Exports will now start rising slowly and steadily, says Commerce Minister

Our Bureau New Delhi | Updated on January 20, 2018 Published on June 17, 2016

Commerce Minister Nirmala Sitharaman

India-South Korea to review CEPA today

Encouraged by the improved performance of exports in May, the government is optimistic that outbound shipments will now rise “slowly and steadily’’ propelled by additional incentives.

“It is a time when help will have to be extended in the form of interest subvention or any kind of incentives for exports. We have been looking at (the need to extend incentives) sectorally,” Commerce & Industry Minister Nirmala Sitharaman told reporters on Friday.

The Minister called for strengthening of the free trade agreement between India and South Korea through an intensive review of the pact, at the seminar on Korea-India Infra and Industry Forum organised by industry chambers FICCI and Korea Trade-Investment Promotion Agency.

Sitharaman said both countries would review the free trade agreement, formally known as the Comprehensive Economic Partnership Agreement (CEPA) on Saturday.

The pact was implemented in 2010 and led to increase in exports from both countries.

“We hope to do an intensive exercise so that it can be concluded in favour of both the countries. It will require quite a few assessments of the benefits derived from both the countries under the existing CEPA,” she said.
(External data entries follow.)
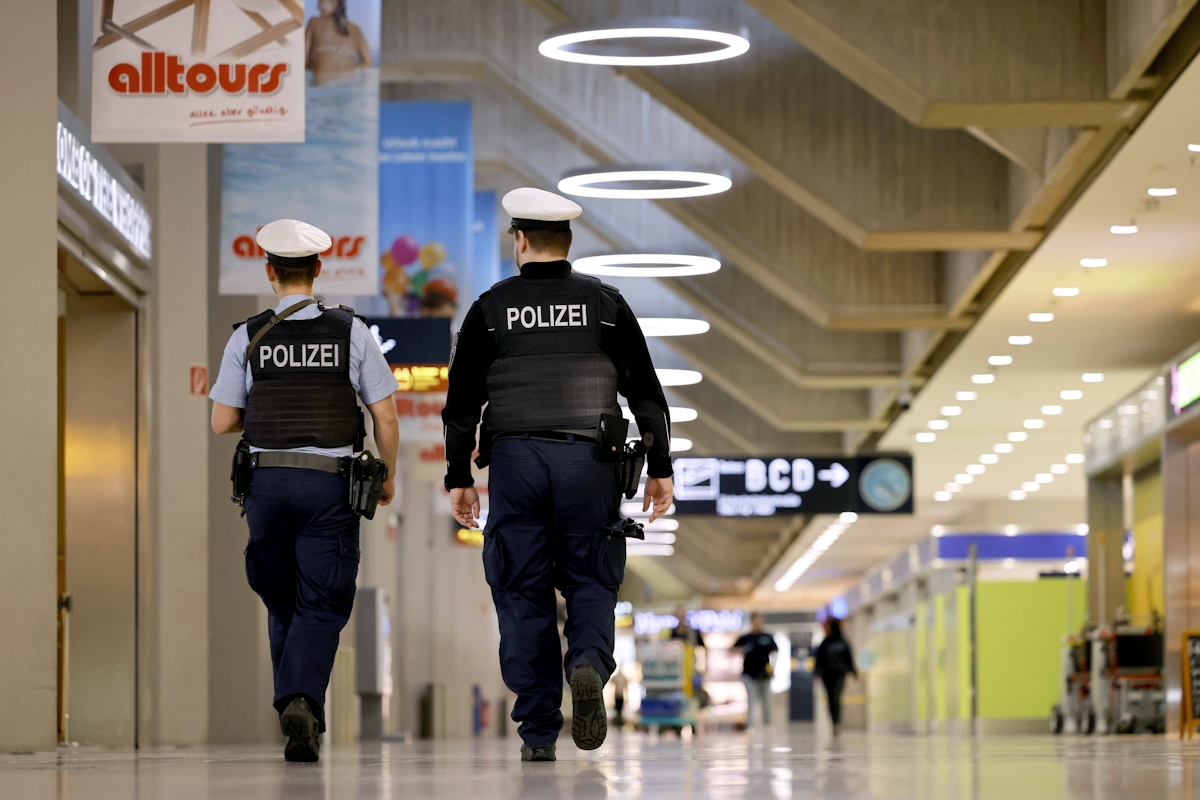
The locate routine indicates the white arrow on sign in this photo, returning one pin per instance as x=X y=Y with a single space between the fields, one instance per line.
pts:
x=834 y=476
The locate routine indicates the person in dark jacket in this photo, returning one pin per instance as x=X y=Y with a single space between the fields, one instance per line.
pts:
x=834 y=661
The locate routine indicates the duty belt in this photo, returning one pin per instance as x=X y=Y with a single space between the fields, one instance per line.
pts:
x=547 y=435
x=300 y=461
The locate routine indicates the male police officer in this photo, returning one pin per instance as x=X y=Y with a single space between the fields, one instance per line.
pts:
x=549 y=352
x=297 y=401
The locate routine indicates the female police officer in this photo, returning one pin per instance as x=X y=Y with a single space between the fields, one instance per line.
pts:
x=549 y=352
x=291 y=378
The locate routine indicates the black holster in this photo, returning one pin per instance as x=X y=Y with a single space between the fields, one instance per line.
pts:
x=633 y=461
x=240 y=474
x=367 y=475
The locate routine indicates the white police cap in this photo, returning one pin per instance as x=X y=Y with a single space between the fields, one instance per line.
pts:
x=291 y=242
x=532 y=209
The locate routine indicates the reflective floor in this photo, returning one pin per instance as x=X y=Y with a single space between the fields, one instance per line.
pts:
x=778 y=765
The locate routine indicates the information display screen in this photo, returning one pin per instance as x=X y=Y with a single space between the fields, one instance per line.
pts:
x=785 y=485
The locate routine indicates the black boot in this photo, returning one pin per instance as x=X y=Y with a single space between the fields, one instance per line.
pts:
x=538 y=753
x=299 y=725
x=589 y=721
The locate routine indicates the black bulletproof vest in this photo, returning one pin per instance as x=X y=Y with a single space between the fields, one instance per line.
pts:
x=550 y=372
x=301 y=396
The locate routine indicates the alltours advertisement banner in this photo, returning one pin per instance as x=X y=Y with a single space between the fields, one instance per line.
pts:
x=333 y=179
x=198 y=71
x=426 y=208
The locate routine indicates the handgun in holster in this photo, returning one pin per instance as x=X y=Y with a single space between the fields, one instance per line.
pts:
x=367 y=476
x=240 y=474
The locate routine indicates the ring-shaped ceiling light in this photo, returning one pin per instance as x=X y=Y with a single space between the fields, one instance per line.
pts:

According to Korean Minister for Trade, Industry and Energy Hyunghwan Joo, the India-South Korea CEPA suffers from low utilisation rate due to complex rules of origin and low level of concessions.

Stepping up

He proposed that both sides should enhance their institutional foundations of trade and investments “most notably by upgrading the CEPA.” Around 62 per cent of items from Korea are eligible for concessional duties under the CEPA and there was a lot of scope for the numbers to go up, the Minister said.

The Indian industry, however, has demanded that steel products should be excluded from the ambit of CECA with Korea as inflow of cheap steel items was hurting the domestic producers.

India’s imports from South Korea in 2015-16 were $13 billion while exports were only worth $3.5 billion.

On the outlook for India’s exports, Sitharaman said that the small 0.79 per cent fall in shipments in May indicated that the decline had been arrested. “The bottoming out has happened. From now, it will be a slow recovery and a steady pick-up,” she said.

India's goods exports declined for the 18th consecutive month in May at $22.17 billion, down 0.79 per cent in dollar terms.

In 2015-16, exports had fallen 15.85 per cent to $261.13 billion – the second year of fall.